Thursday, November 19, 2009

Don't Dis Ability


Back a few years ago, B.B. (Before Blogging!), I was chatting with an acquaintance who was passionate about AIDS/HIV issues. She told me about this thing called blogging and that she was thinking about starting one. After our conversation I went home and set myself up to blog too.

I ran into this woman recently and asked her how her blog was going. She told me she had never actually started one.

Turned out that she had gone home after our conversation and talked the whole thing over with her husband (a web designer.) He had told her that she really needed a website before she started a blog, and before she could have a website she would need to be competent with HTML, and she would need a marketing plan and several other skills and THEN she could write a blog.

Her hubby had told her that YES, she was a pretty good writer, but writing is "just the tip of the iceberg."

She did try her hand at learning some of the HTML stuff, but found it complicated and uninteresting so she had stopped.

So, yesterday I wrote my 200th post and she didn't--despite the fact that I also only had the "splinter skill" of paragraph construction starting out. (No, I did NOT mention this to her!)

The difference is that I VALUED my splinter skill and looked for ways to turn it into something, rather than DEVALUING it because it didn't come in a package with every other skill known to humankind.

And the fact is I have learned several new computer skills from blogging... way more than I would have without it.

How many valuable and exciting things are nipped in the bud by this sort of de-valuing?

Lots. For everyone, I'm afraid. More, if for those with a disability.

When my son was younger there was someone in every team meeting I ever attended who wanted to exempt themselves from dealing with him, or deny him opportunities--in spite of his considerable language-based skills--because of the things he could not manage.

I spent years taking the skills the school labelled as "splinter skills" (and therefore meaningless) and re-framing them as "bridging skills."

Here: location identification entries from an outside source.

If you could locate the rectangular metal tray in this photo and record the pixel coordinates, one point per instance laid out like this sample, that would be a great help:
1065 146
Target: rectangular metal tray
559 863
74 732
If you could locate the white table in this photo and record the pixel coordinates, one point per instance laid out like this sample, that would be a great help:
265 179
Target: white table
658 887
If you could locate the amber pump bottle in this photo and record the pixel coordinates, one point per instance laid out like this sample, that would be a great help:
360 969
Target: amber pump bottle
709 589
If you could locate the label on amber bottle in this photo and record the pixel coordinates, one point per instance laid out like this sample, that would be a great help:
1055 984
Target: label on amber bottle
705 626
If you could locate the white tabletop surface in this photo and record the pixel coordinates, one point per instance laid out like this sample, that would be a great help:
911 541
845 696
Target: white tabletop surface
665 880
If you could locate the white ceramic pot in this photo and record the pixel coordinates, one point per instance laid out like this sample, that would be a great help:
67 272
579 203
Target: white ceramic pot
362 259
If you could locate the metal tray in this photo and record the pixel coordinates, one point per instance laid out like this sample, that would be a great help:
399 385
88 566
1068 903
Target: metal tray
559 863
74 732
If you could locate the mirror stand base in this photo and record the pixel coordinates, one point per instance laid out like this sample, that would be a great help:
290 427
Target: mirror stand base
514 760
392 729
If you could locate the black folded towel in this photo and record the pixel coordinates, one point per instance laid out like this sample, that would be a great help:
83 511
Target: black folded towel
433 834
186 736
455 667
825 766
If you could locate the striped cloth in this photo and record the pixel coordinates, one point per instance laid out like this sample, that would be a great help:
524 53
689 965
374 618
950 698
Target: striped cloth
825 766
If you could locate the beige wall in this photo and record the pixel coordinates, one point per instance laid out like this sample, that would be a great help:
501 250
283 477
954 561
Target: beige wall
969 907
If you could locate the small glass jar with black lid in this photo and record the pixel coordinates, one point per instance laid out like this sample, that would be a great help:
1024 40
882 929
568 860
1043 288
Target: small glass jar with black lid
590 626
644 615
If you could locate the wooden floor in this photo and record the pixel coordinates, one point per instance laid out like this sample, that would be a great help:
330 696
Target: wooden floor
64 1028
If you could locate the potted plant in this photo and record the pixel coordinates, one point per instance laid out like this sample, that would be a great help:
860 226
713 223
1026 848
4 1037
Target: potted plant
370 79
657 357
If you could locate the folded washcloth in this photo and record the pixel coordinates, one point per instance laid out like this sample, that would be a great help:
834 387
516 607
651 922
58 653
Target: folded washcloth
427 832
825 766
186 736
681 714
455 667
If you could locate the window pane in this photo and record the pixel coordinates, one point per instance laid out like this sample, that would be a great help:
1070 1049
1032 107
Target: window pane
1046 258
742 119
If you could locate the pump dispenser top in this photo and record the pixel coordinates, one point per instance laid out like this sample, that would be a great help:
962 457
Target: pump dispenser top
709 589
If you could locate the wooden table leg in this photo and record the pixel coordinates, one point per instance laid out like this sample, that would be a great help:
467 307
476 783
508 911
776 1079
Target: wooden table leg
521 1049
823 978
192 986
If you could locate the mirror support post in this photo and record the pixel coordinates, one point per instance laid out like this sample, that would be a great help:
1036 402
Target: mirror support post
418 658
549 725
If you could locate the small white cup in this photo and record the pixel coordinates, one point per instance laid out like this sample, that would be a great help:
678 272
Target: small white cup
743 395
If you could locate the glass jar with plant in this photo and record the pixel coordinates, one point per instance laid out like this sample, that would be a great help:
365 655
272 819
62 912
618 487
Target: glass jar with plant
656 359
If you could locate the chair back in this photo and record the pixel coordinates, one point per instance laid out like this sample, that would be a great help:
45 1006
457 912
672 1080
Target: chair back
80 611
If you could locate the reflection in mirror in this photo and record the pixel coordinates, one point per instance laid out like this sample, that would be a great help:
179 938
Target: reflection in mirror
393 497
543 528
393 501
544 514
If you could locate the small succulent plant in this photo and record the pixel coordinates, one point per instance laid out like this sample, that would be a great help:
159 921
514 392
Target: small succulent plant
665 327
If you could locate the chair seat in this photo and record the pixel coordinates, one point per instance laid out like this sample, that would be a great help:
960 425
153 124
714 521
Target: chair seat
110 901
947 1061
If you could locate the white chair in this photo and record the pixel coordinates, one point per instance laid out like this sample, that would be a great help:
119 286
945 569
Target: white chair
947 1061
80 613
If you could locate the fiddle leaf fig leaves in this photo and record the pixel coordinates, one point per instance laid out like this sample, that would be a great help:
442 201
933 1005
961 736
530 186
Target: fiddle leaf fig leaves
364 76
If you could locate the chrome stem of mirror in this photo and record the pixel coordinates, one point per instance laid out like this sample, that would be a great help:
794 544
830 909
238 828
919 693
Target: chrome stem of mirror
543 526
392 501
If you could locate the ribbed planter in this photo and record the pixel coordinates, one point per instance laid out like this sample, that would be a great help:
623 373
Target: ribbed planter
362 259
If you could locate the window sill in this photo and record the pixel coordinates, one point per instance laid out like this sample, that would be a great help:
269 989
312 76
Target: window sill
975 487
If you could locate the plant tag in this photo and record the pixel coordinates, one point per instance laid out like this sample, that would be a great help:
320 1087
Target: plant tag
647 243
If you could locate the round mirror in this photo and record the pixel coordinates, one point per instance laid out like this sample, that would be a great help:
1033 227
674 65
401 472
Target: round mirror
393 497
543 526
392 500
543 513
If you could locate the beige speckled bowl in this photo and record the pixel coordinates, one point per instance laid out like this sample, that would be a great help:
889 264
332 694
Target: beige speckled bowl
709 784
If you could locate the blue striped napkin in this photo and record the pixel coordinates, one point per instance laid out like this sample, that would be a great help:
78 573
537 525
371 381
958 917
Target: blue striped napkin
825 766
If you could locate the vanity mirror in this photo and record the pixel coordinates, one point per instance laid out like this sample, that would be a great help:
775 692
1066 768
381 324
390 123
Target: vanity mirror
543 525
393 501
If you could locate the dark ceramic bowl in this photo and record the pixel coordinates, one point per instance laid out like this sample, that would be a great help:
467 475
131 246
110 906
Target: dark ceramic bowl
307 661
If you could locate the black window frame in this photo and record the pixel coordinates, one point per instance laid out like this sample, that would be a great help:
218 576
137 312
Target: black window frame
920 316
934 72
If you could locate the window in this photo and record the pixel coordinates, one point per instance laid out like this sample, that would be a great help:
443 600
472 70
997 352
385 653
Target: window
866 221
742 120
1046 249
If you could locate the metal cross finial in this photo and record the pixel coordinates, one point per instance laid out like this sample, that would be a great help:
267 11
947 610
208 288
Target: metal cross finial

I was constantly pointing out that things like language skills, which didn't interest his math teachers, could be used to improve his math skills...

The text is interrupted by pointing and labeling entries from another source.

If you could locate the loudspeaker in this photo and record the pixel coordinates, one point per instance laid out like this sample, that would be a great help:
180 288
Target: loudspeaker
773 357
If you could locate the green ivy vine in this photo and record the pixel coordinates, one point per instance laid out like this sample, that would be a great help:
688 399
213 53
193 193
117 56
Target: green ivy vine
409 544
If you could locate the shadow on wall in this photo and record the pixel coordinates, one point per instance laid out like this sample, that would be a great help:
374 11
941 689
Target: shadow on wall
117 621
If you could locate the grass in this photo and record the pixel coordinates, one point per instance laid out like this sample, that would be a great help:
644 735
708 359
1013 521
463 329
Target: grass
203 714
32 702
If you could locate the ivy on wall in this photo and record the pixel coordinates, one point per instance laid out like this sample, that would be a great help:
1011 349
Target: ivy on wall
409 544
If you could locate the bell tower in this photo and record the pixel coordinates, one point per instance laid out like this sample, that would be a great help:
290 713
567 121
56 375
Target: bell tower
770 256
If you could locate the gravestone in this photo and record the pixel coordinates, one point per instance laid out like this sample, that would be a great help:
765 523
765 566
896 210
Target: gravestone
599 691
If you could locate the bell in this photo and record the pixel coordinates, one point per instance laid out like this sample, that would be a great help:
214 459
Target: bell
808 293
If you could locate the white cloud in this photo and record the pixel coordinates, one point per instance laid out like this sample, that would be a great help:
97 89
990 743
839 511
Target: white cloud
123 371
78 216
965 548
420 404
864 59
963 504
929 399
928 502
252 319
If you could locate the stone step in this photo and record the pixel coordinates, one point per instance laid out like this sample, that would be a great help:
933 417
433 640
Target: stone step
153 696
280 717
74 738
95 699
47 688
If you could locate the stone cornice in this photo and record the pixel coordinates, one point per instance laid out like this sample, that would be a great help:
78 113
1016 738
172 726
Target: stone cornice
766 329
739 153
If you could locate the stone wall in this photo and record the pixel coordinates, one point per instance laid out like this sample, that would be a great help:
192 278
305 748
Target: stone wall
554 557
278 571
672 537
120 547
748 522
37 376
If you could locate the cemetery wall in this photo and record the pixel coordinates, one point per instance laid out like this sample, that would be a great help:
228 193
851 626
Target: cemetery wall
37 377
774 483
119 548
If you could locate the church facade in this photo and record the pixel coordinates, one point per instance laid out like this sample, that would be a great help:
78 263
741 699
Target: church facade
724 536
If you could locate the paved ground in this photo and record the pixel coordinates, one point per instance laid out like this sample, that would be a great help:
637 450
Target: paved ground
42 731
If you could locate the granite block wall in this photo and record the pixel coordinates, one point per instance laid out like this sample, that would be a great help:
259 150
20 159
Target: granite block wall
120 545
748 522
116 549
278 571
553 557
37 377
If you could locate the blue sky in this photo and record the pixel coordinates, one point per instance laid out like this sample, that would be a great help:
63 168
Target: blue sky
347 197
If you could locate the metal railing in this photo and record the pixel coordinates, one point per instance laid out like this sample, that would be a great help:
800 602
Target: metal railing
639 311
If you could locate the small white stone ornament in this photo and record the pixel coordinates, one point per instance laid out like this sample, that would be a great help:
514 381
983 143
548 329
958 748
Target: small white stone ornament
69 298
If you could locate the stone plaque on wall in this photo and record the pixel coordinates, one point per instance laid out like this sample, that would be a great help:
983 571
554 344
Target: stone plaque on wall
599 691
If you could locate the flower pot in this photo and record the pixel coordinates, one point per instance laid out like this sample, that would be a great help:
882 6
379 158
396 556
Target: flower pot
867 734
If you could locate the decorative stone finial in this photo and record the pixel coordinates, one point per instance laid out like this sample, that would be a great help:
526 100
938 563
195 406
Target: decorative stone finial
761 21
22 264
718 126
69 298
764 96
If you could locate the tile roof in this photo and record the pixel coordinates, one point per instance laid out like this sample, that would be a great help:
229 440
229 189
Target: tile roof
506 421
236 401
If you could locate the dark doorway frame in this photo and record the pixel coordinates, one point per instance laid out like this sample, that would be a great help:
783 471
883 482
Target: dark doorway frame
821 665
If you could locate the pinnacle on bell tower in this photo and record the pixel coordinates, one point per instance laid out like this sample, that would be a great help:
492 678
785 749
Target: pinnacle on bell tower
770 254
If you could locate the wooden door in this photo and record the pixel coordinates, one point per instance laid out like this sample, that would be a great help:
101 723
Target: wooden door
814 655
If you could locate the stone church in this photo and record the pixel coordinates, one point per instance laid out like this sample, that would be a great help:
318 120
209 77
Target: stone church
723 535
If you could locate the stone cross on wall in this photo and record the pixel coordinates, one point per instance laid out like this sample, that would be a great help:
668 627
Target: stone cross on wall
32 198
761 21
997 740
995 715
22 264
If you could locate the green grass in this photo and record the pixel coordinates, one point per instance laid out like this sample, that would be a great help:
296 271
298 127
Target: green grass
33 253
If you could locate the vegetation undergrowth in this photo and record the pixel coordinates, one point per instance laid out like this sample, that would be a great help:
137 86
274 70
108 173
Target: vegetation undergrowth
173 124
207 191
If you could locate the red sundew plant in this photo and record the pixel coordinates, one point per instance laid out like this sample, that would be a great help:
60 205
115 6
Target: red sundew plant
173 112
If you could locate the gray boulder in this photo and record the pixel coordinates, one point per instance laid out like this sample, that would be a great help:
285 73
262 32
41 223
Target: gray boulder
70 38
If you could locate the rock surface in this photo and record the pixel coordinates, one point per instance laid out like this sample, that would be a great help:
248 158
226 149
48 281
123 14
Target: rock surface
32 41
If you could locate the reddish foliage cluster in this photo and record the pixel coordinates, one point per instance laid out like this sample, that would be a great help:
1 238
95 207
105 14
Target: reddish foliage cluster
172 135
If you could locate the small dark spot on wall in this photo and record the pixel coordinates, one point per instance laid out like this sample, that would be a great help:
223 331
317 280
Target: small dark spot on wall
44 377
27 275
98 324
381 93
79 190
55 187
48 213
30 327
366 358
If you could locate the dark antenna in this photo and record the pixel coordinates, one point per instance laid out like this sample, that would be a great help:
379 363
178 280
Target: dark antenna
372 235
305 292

The same with my daughter. She has great decoding skills and comprehension lags, so she isn't actually reading, according to some folks.

Yet, I find that when I am listening to her read and her understanding derails, if I hear her mention something like a character's purse, for example, I can draw a purse for her (adding a visual to her de-coding) and she will orient immediately to what she is reading. Her 'meaningless' splinter skills are the bridge to comprehension.

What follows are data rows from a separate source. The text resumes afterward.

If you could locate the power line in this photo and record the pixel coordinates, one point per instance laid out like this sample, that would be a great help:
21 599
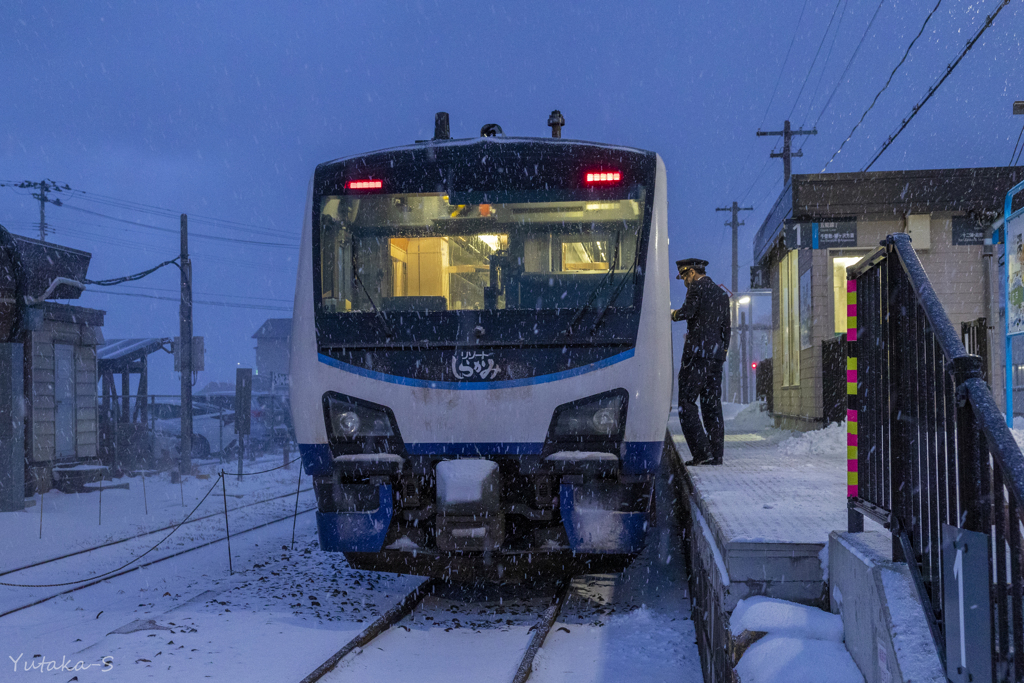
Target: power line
884 87
849 62
814 60
171 230
931 91
220 294
208 303
781 71
1014 153
161 211
824 65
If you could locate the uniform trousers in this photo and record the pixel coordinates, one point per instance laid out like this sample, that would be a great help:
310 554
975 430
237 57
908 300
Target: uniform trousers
700 379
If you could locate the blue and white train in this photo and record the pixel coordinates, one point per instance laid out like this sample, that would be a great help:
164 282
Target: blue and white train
480 368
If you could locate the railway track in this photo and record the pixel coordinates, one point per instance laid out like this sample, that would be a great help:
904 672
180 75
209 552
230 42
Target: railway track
135 567
396 613
90 549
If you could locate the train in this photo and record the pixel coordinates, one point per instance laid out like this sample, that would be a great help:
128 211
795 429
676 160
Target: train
480 363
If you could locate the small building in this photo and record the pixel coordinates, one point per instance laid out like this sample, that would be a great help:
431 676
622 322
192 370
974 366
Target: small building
273 347
59 355
822 223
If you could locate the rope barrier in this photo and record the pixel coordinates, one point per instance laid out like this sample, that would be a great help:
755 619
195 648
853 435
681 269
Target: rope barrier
130 562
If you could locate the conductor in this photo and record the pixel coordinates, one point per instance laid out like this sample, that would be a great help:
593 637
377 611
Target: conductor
708 333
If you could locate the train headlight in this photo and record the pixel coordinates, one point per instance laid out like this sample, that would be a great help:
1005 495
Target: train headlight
605 421
349 419
600 418
347 423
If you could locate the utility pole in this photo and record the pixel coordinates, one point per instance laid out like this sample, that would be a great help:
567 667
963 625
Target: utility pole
787 153
184 465
735 223
43 186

My friend's son loves to 'show off' according to his team. If his language skills were stronger they would call it 'performing.' My friend, on the other hand, works to use his love of an audience combined with his strong visual skills to insert story elements into his routines... thus turning his 'showing-off' into communication or story-telling.

Another friend, whose son is not diagnosed with a disability "has such great ideas, but he's so immature," according to his school. First of all, he is 17--of course he's immature! But wouldn't implementing one of his ideas be a great way to increase skills and maturity?

Reject the rejection! Embrace yours and your kids' skills--make bridges of those splinters--and see where they will take you!

Picture from here.

8 comments:

Louise said...

SCATTER SKILLs?

Dancing with the stars is all about scatter skills.
The pro dancer gives meaning to what their "star" can do and bridges that throuh coreography.

That is probablly one reason I love the show. It proves
we all want to be seen for what we can do and not call attention to the thing we do not do so well.

Love the post, Terri

Terri said...

Thanks Louise! Great example.

Anonymous said...

I really liked this post, too, Terri. Splinter skills are not commonly understood, and you have given the words an excellent explanation. Barbara

Anonymous said...

Forgot to say, the husband of your friend set up a series of barriers to her starting a blog. Kind of like what happens when people choose to respect splinter skills. Barbara

Terri said...

Thanks Barbara, that's what I thought too.

Anonymous said...

I meant NOT respect splinter skills - you knew what I meant tho'.

Anonymous said...

Another wonderful point- glad to discover you! I like the view of splinter skills as bridging.
Sad that the woman let her husband interfere with her spirit. I've learned so much from blogging!

Terri said...

I agree, blogging is terrific. I did tell her that blogger and others are easy... hopefully she'll try it yet.